Model Kolaborasi dan Pengawasan dalam Penanganan Korupsi
Salah satu contoh yang patut dicontoh adalah upaya Presiden Xi Jinping di China yang berhasil menanggulangi korupsi di sektor pemerintahannya, termasuk di sektor militer (People’s Liberation Army). Melalui proses yang transparan dan pemeriksaan yang tidak pandang bulu, Xi Jinping berhasil membersihkan sektor-sektor yang rawan dengan praktik korupsi. Ini menunjukkan bahwa dengan tekad yang kuat dan sistem yang transparan, sektor militer pun dapat dibersihkan dari praktik korupsi yang merugikan negara.

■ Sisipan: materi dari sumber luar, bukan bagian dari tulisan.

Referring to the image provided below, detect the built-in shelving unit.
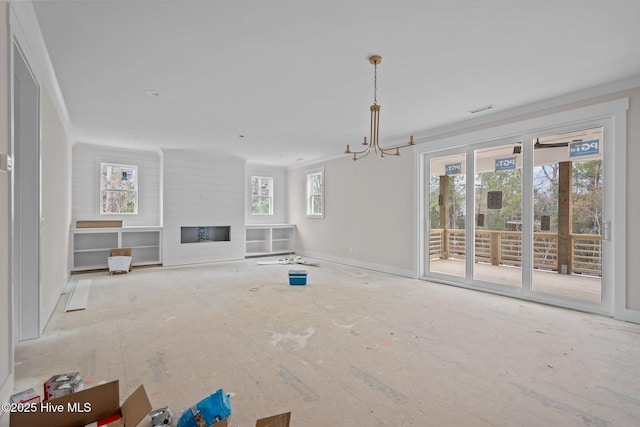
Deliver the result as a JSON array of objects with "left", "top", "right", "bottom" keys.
[
  {"left": 245, "top": 224, "right": 295, "bottom": 257},
  {"left": 72, "top": 227, "right": 162, "bottom": 271}
]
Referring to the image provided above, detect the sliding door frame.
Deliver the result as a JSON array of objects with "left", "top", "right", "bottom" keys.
[{"left": 466, "top": 136, "right": 526, "bottom": 292}]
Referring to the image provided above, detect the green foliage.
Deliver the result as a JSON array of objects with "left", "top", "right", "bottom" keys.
[
  {"left": 475, "top": 170, "right": 521, "bottom": 231},
  {"left": 429, "top": 175, "right": 465, "bottom": 229},
  {"left": 534, "top": 165, "right": 558, "bottom": 232},
  {"left": 429, "top": 160, "right": 602, "bottom": 235},
  {"left": 102, "top": 190, "right": 136, "bottom": 214},
  {"left": 572, "top": 160, "right": 602, "bottom": 234},
  {"left": 251, "top": 176, "right": 273, "bottom": 215},
  {"left": 101, "top": 164, "right": 137, "bottom": 214},
  {"left": 251, "top": 198, "right": 271, "bottom": 215},
  {"left": 429, "top": 177, "right": 441, "bottom": 227}
]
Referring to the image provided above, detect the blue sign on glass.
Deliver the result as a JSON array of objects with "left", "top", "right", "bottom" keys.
[
  {"left": 445, "top": 162, "right": 462, "bottom": 175},
  {"left": 495, "top": 156, "right": 517, "bottom": 171},
  {"left": 569, "top": 139, "right": 599, "bottom": 158}
]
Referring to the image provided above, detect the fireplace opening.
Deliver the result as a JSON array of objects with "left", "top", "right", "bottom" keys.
[{"left": 180, "top": 226, "right": 230, "bottom": 243}]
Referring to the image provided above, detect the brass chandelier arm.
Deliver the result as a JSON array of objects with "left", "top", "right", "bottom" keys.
[
  {"left": 345, "top": 135, "right": 415, "bottom": 161},
  {"left": 378, "top": 136, "right": 416, "bottom": 156},
  {"left": 344, "top": 138, "right": 372, "bottom": 161},
  {"left": 349, "top": 149, "right": 372, "bottom": 161}
]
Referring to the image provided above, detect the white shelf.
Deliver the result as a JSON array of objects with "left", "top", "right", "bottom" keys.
[
  {"left": 245, "top": 224, "right": 295, "bottom": 257},
  {"left": 72, "top": 226, "right": 162, "bottom": 271},
  {"left": 74, "top": 247, "right": 116, "bottom": 253}
]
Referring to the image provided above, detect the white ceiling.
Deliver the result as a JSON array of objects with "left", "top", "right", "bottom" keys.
[{"left": 31, "top": 0, "right": 640, "bottom": 167}]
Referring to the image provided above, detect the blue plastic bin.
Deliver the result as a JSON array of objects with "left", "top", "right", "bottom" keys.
[{"left": 289, "top": 270, "right": 307, "bottom": 285}]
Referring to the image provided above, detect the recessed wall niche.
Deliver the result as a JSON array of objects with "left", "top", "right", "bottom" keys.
[{"left": 180, "top": 226, "right": 230, "bottom": 244}]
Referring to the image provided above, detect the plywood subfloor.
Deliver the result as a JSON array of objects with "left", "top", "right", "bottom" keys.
[{"left": 14, "top": 259, "right": 640, "bottom": 426}]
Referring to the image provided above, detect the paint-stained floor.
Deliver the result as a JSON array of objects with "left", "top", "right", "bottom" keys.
[{"left": 13, "top": 259, "right": 640, "bottom": 426}]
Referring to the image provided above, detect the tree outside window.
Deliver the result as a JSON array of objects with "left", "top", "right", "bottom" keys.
[
  {"left": 100, "top": 163, "right": 138, "bottom": 214},
  {"left": 306, "top": 167, "right": 324, "bottom": 218},
  {"left": 251, "top": 176, "right": 273, "bottom": 215}
]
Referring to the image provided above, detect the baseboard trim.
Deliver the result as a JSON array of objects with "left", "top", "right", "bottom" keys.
[
  {"left": 297, "top": 251, "right": 416, "bottom": 279},
  {"left": 616, "top": 307, "right": 640, "bottom": 324}
]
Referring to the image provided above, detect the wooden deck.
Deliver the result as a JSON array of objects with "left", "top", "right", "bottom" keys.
[{"left": 429, "top": 258, "right": 601, "bottom": 302}]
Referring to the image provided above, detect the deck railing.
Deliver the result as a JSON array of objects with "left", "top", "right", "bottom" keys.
[
  {"left": 572, "top": 234, "right": 603, "bottom": 276},
  {"left": 429, "top": 229, "right": 602, "bottom": 277}
]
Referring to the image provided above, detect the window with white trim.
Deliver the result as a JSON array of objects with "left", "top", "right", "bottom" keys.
[
  {"left": 306, "top": 167, "right": 324, "bottom": 218},
  {"left": 100, "top": 162, "right": 138, "bottom": 214},
  {"left": 251, "top": 176, "right": 273, "bottom": 215}
]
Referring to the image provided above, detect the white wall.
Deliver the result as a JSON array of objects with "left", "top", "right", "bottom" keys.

Indonesia bisa belajar dari model tersebut dengan memperkuat pengawasan dan kolaborasi antara KPK dan TNI. Dalam hal ini, penting untuk memiliki lembaga yang bekerja sama, tetapi juga menghormati hak-hak militer yang bersifat khusus. Ini akan memastikan bahwa setiap tindakan korupsi di sektor pertahanan dapat diungkap dengan adil dan sesuai dengan prinsip hukum yang berlaku.
Putusan MK mengenai kewenangan KPK dalam menangani kasus korupsi di sektor militer membuka babak baru dalam penerapan hukum yang lebih transparan dan akuntabel di Indonesia. KPK, dengan wewenang yang lebih jelas, kini dapat berperan aktif dalam mencegah dan memberantas korupsi di lingkungan TNI, asalkan penanganan perkara dilakukan sesuai dengan ketentuan yang ada. Keterbukaan, koordinasi, dan pengawasan yang lebih ketat menjadi kunci dalam mewujudkan sektor militer yang bebas dari korupsi, dan ini memerlukan kerja sama antara semua pihak yang terlibat. Ke depan, harapan besar agar sektor pertahanan dan militer Indonesia menjadi lebih bersih dan berintegritas dapat terwujud melalui kolaborasi yang lebih baik antara TNI dan KPK, serta upaya maksimal dalam menjaga supremasi hukum dan kepentingan nasional.